Why doesn't this just move the optimization problem? Aren't you now just optimizing your DeepRL network rather than the network you're trying to optimize?

2 comments

The idea of AutoML (in this case[1]) is to improve the NN architecture for a given type of problem.

In "normal" machine learning this is basically hyperparmater optimization for a given dataset (eg, the depth of a random forest, XGB parameters, the best random seed/jk )

In this case is tests different combinations of operators on a known dataset to see what performs the best. So it is optimizing the prediction network

(Also this isn't DeepRL, it's a deep neural network. I think that was a typo)

[1] https://research.googleblog.com/2017/05/using-machine-learni...

Jeff Dean talks about AutoML using RL and in the paper " Neural Architecture Search with Reinforcement Learning" it also talks about this.

Also it seems different from more traditional hyperparameter optimization because it makes novel cells. So the structure of the network isn't limited to our existing library of layers/cells.

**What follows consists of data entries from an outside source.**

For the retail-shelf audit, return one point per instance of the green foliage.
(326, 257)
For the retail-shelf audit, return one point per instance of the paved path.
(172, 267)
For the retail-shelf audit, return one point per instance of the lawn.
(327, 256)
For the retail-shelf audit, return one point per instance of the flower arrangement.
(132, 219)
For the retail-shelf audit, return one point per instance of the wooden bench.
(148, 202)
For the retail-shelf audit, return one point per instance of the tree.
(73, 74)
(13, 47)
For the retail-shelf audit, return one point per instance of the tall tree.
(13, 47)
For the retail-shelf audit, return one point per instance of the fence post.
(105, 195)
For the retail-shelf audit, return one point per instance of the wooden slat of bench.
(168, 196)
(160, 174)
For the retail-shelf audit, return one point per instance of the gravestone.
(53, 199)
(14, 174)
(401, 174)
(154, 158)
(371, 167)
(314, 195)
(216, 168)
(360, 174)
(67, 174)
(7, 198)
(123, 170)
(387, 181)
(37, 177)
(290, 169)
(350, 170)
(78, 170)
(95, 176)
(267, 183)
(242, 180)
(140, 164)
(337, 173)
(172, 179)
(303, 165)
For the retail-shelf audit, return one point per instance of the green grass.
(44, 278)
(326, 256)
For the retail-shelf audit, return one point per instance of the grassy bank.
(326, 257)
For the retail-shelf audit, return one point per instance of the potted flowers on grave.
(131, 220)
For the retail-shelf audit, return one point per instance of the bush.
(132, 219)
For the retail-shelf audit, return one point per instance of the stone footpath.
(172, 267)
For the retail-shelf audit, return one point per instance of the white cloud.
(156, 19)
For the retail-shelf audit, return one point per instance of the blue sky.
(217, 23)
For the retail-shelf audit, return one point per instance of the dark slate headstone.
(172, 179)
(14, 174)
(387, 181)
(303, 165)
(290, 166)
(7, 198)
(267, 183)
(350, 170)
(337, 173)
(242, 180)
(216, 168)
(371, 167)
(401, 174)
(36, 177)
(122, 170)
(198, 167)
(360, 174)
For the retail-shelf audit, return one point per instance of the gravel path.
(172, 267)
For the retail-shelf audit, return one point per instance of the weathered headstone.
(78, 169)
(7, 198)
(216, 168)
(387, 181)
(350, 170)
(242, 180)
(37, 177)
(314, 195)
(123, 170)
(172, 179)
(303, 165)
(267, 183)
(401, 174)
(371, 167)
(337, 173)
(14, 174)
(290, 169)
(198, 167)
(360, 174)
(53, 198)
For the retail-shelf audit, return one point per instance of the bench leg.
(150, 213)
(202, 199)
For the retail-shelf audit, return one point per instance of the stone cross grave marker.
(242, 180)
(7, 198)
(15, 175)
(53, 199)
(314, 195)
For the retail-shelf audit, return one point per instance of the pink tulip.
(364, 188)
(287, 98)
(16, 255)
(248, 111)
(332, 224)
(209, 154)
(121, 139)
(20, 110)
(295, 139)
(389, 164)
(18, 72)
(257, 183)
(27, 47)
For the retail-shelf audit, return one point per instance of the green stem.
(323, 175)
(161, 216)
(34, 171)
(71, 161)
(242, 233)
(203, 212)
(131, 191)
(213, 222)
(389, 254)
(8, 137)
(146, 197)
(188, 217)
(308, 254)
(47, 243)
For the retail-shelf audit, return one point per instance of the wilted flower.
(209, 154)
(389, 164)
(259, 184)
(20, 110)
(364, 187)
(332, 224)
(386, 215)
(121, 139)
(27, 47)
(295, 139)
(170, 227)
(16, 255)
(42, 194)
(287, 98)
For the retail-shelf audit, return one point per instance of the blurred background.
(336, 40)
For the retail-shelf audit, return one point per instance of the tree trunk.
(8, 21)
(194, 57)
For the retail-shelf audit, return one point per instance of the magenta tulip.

https://arxiv.org/abs/1611.01578 https://youtu.be/HcStlHGpjN8?t=2073

"Novel Cells" are combinations of existing operators.

It's entirely true that these are combinations that humans haven't (and probably wouldn't) come up with.

I don't want to underplay this. "It's similar to hyperparameter search" makes it sound like it isn't interesting or novel, which is untrue. I completely believe it is a revolutionary way to build software (so much so that I quit my job, raised funding and are working on a similar space of problems).

But it isn't doing something like inventing a new math operations similar to the other operators which humans put together to form cells/layers. It is rearranging and choosing those operators in new ways.

Okay I see what you're saying and I completely agree.
You maybe interested in their most recent paper and blog post from today: https://research.googleblog.com/2018/03/using-evolutionary-a...
Wow thanks, reading it now (:
Yeah but you basically leverage hierarchy principles to make the system better overall. At least I think that’s the idea.